Шустрый облегченно обмяк в кресле и заплакал. Но Борец не ушел. Совсем — не ушел. Он на цыпочках вернулся в комнату, встал, навис сзади над креслом, медленно опустил вниз руки и резким рывком, с громким хрустом свернул плачущему Шустрому шею.
Теперь он точно не мог приехать в далекую Швейцарию...
Глава 20
— Ну что, Степан Степанович, не пора ли нам запускать нашего суперагента в дело? Сколько ему можно науки преподавать? Эдак на нем живого места не останется. Как считаешь?
— По-настоящему запускать, конечно, рано. Материал сырой. Но, с другой стороны, тут дело не времени, его сколько ни вари...
— Крутым не станет?
— Не станет. Как был размазней, так и останется размазней. Такие, как Иванов, к нашим наукам изначально не способны. Как лишенные слуха к музыке.

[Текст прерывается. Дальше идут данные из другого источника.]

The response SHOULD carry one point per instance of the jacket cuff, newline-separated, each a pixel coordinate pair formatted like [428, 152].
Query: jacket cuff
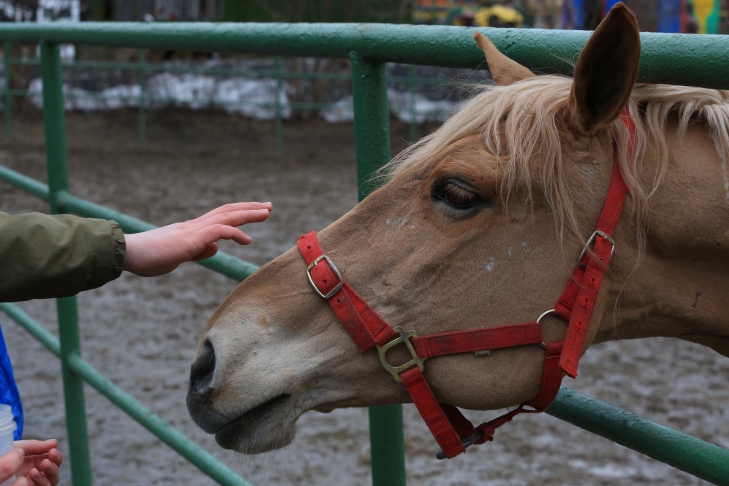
[120, 249]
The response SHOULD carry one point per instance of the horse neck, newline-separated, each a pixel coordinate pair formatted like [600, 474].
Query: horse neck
[678, 284]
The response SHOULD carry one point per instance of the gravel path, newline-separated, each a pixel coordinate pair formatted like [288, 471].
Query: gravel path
[142, 333]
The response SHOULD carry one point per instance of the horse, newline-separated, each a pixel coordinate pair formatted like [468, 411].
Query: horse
[479, 225]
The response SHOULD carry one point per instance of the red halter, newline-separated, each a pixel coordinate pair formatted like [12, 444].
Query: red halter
[451, 429]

— Не вышло у нас с Ивановым как хотели.
— Не вышло. Хотя, конечно, кое-чему он научился. Оружие держать, удары показывать. Если бы еще недельку-другую...
— Нет у нас недельки. Тем более другой. Больше ждать мы уже не можем. Все сроки вышли, — перешел с дружеского трепа на деловой тон генерал Трофимов. — Сегодня я получил ответ от начальства по поводу использования Иванова в операции по разработке Пиркса. Ответ положительный.
— Значит, все-таки дали «добро»?
— Не дали, а кое-как дали. С боем дали. Практически под мою ответственность. Так что нам теперь в лужу садиться нельзя. А надо все очень хорошо продумать.
— Тогда давайте думать...
Думать пришлось с самого начала. Которое для генерала и майора было начало, а для всех прочих и в первую очередь для Иванова — продолжение. Для генерала и майора точкой отсчета их не зрительского, но профессионального интереса был факт контакта Королькова Ильи Григорьевича по кличке Папа с гражданином США Джоном Пирксом. Он же агент Центрального разведывательного управления США, работающий под крышей второго помощника атташе по культуре посольства США. И вполне вероятной встречи Королькова Ильи Григорьевича с работником швейцарского консульства Густавом Эриксоном, который в момент контакта с Джоном Пирксом в ресторане «Русский двор» находился там же.